Il Ministero del lavoro, con la risposta all’interpello n. 3/2019, ha precisato che non trova applicazione il criterio regolamentato dalla Legge 241/1990 secondo cui il silenzio dell’amministrazione competente equivale ad accoglimento della domanda nel caso in cui il datore di lavoro abbia chiesto all’INL territorialmente competente l’autorizzazione all’installazione di un impianto di videosorveglianza come richiesto dall’art. 4 della Legge n. 300/1970.

Infatti, secondo il Ministero, la formulazione dell’art.4, primo comma, della Legge n. 300/1970 non consente la possibilità di installare e utilizzare impianti di controllo in assenza di un atto espresso di autorizzazione, sia esso di carattere negoziale (l’accordo sindacale) o amministrativo (il provvedimento).

Tale interpretazione appare condivisa anche dalla giurisprudenza, la quale ha da ultimo affermato che “la diseguaglianza di fatto e quindi l’indiscutibile e maggiore forza economico-sociale dell’imprenditore, rispetto a quella del lavoratore, dà conto della ragione per la quale la procedura codeterminativa sia da ritenersi inderogabile, potendo alternativamente essere sostituita dall’autorizzazione della direzione territoriale del lavoro“ (cfr. Cass. pen. n. 22148/2017), in continuità con un orientamento interpretativo consolidato in materia (cfr. Cass. pen. n. 51897/2016; Cass. civ. n. 1490/1986).

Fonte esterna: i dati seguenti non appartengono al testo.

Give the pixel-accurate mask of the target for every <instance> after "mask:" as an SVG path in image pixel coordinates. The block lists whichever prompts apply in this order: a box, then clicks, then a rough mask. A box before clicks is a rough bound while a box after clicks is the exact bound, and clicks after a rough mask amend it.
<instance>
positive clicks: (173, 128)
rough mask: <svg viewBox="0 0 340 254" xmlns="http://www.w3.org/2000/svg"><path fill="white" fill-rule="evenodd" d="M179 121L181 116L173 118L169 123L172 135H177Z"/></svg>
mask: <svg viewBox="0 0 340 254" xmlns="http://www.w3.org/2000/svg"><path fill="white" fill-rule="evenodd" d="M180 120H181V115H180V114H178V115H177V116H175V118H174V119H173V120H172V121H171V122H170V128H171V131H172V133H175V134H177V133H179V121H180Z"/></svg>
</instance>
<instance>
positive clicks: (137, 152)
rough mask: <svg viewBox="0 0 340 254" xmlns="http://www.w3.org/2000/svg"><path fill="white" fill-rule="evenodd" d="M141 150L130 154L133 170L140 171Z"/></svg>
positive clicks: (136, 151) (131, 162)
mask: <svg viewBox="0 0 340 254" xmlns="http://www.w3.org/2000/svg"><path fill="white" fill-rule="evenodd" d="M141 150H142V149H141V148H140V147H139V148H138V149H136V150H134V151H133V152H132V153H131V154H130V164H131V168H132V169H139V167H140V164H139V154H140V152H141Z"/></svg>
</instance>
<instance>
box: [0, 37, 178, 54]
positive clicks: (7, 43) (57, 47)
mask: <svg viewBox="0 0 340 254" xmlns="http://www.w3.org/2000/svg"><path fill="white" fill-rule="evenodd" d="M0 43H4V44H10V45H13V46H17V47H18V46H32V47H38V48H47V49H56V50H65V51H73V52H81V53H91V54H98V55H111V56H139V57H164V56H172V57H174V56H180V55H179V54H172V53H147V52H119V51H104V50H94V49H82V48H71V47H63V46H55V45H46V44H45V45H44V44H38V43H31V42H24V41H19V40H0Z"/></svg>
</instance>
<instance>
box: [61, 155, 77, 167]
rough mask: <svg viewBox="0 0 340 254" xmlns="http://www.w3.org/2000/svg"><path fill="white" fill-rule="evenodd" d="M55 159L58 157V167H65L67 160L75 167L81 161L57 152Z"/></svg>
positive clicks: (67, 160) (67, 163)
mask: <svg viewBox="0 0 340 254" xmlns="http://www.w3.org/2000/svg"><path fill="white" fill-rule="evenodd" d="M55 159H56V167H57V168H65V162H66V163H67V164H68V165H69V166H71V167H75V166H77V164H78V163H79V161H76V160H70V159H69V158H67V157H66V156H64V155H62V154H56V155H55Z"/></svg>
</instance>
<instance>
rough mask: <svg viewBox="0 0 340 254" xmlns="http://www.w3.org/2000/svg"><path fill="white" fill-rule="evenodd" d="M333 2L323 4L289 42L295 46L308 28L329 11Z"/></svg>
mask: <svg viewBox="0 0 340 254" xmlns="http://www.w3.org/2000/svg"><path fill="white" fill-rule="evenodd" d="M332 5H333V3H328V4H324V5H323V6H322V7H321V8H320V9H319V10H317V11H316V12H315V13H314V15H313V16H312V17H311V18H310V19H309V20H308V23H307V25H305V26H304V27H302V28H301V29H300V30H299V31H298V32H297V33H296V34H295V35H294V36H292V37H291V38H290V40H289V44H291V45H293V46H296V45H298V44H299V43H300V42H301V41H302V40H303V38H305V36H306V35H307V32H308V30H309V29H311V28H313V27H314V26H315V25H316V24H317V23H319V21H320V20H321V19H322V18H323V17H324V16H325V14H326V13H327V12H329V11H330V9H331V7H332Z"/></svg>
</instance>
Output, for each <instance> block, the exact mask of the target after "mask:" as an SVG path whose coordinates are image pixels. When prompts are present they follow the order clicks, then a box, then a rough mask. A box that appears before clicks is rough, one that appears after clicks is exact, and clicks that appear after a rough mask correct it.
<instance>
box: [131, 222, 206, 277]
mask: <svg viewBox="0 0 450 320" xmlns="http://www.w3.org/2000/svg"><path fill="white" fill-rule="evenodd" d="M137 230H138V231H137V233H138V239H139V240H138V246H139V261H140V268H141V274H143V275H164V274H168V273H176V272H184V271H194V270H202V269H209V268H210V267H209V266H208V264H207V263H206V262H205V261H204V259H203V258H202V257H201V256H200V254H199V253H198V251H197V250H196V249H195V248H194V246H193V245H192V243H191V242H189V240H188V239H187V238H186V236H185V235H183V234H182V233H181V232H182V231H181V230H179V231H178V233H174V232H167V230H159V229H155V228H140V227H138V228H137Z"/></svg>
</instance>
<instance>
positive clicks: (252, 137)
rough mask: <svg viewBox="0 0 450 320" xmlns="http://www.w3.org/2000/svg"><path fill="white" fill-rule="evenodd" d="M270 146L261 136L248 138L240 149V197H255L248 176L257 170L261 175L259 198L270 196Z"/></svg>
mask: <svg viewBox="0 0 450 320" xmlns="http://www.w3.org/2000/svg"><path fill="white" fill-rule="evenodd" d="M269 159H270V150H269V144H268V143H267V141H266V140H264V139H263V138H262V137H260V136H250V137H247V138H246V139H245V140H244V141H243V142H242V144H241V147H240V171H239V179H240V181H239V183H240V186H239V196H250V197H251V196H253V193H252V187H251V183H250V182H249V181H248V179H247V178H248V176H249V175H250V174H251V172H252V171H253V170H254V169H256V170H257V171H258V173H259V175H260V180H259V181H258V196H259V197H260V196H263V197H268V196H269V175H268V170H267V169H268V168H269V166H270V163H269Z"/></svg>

Alla luce di quanto evidenziato, con riferimento ai procedimenti attivabili mediante la presentazione dell’istanza di cui all’articolo 4, comma 1, della legge n. 300 del 1970 e successive modificazioni non è, quindi, configurabile l’istituto del silenzio-assenso, occorrendo l’emanazione di un provvedimento espresso di accoglimento ovvero di rigetto della relativa istanza.